Wednesday, August 30, 2006

150 ft Seaskape, Largiebeg

Bruce McLean designed the café-bar at the newly refurbished Arnolfini gallery in Bristol. It is bright and colourful, like his paintings and prints. Not really my cup of tea (although the coffee they serve is good!) It seems a far cry from the late sixties when McLean was dabbling in a kind of land art. For 150 ft Seaskape, Largiebeg (1969) he laid a huge sheet of sensitised paper on the shore hoping for an indexical print of the landscape, but it floated out to sea. Another piece, 2 Rock and Shoreskapes, Largieberg (1969) required only 33 ft of white paper, laid on a rocky shore and covered with watercolour paint, leaving the landscape to tear and stain its presence onto the work.

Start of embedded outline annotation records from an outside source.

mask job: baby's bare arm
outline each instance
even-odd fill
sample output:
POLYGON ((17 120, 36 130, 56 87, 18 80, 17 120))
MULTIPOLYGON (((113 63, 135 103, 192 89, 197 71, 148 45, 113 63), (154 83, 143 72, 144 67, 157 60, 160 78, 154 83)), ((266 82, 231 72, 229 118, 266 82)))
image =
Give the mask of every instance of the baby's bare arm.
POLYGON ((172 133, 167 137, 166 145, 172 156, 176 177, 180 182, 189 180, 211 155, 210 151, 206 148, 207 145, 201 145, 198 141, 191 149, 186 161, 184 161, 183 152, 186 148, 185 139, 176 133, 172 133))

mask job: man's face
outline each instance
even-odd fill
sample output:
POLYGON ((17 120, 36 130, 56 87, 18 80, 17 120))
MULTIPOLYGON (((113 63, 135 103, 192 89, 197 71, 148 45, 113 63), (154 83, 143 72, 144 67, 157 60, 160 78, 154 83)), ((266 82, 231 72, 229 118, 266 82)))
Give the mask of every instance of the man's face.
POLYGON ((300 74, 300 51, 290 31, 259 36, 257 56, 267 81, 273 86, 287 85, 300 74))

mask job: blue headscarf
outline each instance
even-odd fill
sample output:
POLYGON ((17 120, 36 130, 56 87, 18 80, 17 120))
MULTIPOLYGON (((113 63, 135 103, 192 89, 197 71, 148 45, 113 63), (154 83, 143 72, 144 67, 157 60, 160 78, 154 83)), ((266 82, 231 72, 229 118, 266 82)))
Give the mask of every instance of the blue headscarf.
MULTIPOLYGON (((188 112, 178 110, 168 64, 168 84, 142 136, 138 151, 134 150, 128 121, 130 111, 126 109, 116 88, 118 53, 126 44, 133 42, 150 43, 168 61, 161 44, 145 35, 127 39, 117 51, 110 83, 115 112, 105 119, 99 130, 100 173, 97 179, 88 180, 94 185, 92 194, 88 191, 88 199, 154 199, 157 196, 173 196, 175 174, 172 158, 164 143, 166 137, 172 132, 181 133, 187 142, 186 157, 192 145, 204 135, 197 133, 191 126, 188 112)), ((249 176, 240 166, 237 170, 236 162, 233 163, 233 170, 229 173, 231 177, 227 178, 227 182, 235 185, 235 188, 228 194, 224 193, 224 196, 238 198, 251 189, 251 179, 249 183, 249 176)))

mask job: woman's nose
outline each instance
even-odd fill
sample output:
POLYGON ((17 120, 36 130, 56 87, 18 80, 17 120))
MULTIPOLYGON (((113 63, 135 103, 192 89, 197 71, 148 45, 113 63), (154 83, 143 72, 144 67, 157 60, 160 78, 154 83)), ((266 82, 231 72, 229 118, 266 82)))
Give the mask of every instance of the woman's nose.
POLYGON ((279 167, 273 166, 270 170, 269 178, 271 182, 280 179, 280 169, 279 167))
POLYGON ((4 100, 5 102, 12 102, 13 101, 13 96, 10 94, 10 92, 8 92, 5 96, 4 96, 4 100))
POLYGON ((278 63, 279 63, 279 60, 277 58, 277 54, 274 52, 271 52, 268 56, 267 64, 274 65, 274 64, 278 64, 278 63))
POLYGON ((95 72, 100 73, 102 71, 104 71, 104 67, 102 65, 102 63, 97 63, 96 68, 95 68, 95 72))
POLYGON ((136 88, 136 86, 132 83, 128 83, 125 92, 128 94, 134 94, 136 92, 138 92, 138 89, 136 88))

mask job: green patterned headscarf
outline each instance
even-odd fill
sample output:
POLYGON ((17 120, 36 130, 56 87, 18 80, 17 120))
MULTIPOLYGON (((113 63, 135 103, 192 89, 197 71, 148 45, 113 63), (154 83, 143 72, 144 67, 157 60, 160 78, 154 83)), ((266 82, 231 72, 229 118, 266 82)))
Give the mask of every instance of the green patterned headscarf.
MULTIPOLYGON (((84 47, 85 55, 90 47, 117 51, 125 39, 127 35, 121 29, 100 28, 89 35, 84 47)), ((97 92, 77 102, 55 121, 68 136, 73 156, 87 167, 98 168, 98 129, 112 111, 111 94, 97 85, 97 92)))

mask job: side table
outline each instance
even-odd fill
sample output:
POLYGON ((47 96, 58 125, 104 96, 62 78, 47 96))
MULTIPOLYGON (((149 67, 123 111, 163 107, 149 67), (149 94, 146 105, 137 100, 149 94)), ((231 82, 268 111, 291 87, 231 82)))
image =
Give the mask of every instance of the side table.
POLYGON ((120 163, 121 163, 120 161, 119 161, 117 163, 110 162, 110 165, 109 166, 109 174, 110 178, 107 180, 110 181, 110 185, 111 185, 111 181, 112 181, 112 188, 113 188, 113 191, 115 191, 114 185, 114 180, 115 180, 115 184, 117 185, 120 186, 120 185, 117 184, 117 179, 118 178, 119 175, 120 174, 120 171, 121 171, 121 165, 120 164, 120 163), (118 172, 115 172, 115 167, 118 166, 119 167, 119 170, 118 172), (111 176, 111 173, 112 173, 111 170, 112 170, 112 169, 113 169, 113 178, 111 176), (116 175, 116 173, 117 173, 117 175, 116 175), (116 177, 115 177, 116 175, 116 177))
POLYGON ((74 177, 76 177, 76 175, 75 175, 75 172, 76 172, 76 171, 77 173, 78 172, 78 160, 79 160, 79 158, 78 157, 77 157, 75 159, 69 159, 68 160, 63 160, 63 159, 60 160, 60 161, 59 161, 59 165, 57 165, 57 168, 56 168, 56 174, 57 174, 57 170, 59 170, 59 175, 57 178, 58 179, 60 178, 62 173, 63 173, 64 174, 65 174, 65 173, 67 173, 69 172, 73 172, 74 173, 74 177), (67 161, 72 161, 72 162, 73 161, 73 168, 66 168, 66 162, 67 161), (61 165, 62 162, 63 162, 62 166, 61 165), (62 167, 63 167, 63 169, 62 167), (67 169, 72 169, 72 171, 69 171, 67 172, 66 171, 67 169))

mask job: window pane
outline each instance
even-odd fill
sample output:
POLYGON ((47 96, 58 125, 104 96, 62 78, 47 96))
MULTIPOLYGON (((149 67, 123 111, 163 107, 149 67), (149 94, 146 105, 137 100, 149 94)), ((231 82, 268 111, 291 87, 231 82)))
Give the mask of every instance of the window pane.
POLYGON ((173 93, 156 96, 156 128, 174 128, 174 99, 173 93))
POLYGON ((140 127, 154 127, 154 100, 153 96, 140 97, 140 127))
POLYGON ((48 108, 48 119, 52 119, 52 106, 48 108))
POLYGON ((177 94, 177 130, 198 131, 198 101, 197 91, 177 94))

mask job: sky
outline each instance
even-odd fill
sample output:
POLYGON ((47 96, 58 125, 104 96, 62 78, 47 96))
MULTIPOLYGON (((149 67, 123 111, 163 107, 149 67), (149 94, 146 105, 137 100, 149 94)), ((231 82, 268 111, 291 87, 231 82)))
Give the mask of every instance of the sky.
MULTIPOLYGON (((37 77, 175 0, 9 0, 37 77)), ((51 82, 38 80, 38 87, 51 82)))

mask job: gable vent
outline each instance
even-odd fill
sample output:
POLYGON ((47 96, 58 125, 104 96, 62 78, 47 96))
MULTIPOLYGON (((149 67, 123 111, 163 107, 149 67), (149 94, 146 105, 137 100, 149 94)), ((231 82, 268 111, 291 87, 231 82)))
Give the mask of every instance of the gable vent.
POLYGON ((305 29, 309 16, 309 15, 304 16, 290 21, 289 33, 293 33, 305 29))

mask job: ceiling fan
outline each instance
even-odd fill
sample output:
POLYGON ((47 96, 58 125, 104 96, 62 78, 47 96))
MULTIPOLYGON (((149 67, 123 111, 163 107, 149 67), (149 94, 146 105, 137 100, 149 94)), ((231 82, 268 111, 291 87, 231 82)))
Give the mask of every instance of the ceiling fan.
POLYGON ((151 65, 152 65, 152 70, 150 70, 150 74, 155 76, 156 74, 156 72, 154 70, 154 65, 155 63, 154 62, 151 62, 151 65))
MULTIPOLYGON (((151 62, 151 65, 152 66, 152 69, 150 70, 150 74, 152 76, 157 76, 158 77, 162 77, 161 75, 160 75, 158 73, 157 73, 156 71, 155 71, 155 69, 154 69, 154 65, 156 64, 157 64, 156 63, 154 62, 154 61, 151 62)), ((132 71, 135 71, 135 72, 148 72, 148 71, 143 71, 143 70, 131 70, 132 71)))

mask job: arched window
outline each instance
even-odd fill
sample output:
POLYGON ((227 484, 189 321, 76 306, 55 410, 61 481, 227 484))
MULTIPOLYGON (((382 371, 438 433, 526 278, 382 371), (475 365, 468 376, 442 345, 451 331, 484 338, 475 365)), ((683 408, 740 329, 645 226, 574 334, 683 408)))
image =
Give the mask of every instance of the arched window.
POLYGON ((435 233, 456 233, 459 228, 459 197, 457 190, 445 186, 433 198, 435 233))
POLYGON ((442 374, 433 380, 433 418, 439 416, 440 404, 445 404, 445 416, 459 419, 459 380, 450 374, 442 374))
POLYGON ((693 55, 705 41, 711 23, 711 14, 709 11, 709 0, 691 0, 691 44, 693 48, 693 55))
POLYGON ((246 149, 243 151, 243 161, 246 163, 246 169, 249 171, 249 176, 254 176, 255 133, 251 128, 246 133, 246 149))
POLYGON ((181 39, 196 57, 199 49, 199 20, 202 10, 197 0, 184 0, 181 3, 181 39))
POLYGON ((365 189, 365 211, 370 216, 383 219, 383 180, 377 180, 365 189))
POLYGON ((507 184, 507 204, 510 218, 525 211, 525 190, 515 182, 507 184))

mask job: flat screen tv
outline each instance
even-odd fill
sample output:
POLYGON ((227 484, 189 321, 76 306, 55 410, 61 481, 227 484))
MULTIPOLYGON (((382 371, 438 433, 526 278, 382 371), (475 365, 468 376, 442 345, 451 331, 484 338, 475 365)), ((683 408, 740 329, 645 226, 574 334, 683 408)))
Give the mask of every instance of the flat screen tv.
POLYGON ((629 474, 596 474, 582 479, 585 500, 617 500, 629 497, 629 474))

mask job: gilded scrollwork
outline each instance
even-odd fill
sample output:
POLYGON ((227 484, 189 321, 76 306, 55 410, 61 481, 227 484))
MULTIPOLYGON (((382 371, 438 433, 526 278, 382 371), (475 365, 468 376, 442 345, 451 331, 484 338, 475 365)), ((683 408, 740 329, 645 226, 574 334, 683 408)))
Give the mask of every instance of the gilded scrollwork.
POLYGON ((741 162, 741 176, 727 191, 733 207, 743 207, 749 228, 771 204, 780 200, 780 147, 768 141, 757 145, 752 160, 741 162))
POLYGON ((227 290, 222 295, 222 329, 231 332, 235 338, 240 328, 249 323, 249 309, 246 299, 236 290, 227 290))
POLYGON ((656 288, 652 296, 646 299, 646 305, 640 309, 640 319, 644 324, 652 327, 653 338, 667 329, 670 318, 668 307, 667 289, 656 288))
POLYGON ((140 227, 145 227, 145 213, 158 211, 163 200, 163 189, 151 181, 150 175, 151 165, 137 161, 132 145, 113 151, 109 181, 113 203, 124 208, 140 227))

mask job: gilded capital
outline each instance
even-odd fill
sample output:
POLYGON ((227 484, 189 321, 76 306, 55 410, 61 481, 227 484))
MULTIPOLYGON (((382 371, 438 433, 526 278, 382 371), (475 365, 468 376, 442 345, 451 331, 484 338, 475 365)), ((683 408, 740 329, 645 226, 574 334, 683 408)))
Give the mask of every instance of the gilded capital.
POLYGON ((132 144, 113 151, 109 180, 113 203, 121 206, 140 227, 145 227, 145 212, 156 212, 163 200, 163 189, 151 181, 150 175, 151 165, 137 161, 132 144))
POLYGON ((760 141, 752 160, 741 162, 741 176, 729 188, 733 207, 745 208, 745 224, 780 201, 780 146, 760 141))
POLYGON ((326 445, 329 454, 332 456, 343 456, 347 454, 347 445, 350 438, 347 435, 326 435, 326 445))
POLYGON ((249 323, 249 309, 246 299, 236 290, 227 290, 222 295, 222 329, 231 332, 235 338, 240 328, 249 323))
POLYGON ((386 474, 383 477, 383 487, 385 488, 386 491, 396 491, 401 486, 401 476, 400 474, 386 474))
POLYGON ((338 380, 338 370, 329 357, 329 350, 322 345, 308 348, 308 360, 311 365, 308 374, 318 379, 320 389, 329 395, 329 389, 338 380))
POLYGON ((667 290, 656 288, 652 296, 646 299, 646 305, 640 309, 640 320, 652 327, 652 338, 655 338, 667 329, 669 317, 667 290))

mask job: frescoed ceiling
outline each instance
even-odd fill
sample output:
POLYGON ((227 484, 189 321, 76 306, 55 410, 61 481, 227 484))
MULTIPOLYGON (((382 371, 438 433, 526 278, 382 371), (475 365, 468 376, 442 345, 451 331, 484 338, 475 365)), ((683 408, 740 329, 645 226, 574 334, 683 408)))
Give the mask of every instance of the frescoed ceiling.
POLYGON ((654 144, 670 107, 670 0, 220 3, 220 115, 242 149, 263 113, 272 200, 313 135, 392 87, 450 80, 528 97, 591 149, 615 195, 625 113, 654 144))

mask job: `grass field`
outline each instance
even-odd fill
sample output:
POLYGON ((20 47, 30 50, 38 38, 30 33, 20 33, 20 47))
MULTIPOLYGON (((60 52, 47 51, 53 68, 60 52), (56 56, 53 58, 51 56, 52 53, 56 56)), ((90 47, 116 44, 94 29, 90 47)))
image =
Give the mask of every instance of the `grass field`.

The Arnolfini is one of the sites in Bristol currently hosting the sixth British Art Show. One of the works on show at the Bristol City Museum and Art Gallery, created by Juneau/Projects/, seems to update McLean’s attempts to record the landscape directly: a scanner was pulled along the ground and the resulting images pinned to the gallery wall. However, it is clear from the artists’ installation that the intention here was not simply to facilitate a work of landscape art in which nature is the creator. Their focus is on technology (other works involve microphones, walkmans etc.), the idea being to take them outside and let natural forces demolish them. The British Art Show notes explain that ‘in good morning captain (2004) a scanner is dragged along a forest floor, documenting its own destruction with a series of blurred scans.’
 
Nevertheless, artists will no doubt continue to seek ways to allow landscape itself to create or adapt their work: kinetic sculpture, sound art or variations on photography (“the pencil of nature”). Outside the art world, simple indexical signs like weather vanes and sun dials let nature signify something (time, wind direction), whilst the landscape itself is full of natural signs that can be read by animals. However, as we know from modernism, art need not point in this way to something specific; signs that give a general sense of an actual landscape may turn out to be more interesting.